You don’t go that far, however; in a few yards, a driveway cuts back on the left – take that and through the gate on to the walled path climbing the hill. You are now climbing the front of the giant, and as you climb, the steep hill seems to swell out in sympathy with the ribcage and chest, across Pry Hill and down another walled track that disgorges you on to Badger Lane at the giant’s shoulders once more. Turn left, past Cally Hall Farm (where a mummified hand, known as a Hand of Glory and much prized by miscreants for its assistance in burglaries, was apparently found in the 1970s, and subsequently lost) to Marsh Lane. Follow this main track as it draws the eastward side of the left arm; the track to White Windows leads to the helmeted head of the giant in the fields between here and the village. The helmet bears a curious resemblance to those of the stormtroopers in Star Wars! Reflecting on that, however, the Star Wars series is of course an extended exposition of binary opposites – good/evil, father/son, love/hate, etc. – which are certainly appropriate in a Gemini context.

Eventually the track takes you to Dove Scout, also recorded as Dew Scout, which raises the possibility that Dew was once Dule (as in Dulesgate in Todmorden or Tuel Lane in Sowerby Bridge, meaning Devil – an appropriate image for a massive giant in the landscape, even if subconsiously perceived). Follow the track above Dove Scout as it becomes an embanked path across a field and into the woods of Jumble Hole Clough, with its powerful image of clasped arms and balanced exertion which seems to be intuitively embodied when the path reaches a wall; on the other side of the wall are the ruins of the workers’ hamlet for those employed at the now-ruined Staups Mill.

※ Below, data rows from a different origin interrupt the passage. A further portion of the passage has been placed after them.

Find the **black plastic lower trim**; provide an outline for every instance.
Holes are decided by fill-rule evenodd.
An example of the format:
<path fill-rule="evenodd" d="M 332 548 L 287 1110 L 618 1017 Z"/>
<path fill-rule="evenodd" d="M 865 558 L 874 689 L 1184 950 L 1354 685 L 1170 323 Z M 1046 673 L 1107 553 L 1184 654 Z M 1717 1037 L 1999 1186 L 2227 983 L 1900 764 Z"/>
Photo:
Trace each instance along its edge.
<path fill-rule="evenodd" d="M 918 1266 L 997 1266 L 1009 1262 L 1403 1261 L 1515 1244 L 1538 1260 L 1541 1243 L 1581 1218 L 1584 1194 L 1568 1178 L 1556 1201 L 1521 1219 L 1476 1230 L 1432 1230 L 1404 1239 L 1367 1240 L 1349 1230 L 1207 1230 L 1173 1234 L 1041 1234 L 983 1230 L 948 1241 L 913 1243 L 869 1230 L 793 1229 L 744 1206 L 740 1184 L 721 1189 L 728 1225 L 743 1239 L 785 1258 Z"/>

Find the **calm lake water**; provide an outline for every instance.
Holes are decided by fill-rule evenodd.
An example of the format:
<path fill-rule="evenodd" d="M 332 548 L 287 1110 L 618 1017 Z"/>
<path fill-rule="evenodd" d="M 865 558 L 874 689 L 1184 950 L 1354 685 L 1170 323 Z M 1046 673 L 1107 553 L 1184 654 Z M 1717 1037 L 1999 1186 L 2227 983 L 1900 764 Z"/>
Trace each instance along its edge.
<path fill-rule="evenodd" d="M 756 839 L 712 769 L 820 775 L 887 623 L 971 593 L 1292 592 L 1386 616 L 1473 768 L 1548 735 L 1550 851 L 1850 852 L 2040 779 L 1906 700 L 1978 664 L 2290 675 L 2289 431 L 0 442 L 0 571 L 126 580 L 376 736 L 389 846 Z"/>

You are back close to where you entered Gemini, and from here it’s up to you. You can take the right path up above the old houses and into the wood, where you will find your way to the bridge by the mill, or you can take the left, which gives a few options of route down to the river. Just follow the sound of Jumble Hole Clough, and in due course you’ll cross the stream and out of the sign. Bear downstream, and you’ll come back to the old mill buildings near the railway. Note, as you approach the first building, the stone head high in the gable – it’s not an ancient carving, but the design of a tongue poking out is historically and internationally attested as an image designed to discourage ill intent, demeaned in western culture to an infantile gesture but supremely expressed in the Maori haka and ancient Greek Gorgon images.

    [1] Note that Sagittarius can be equated, like Gemini, with a character in the local Pace-Egg Play tradition, and in this tradition also the pair ‘face off’, as it were, in annually renewed combat. See below for further discussion of the Pace-Egg Play.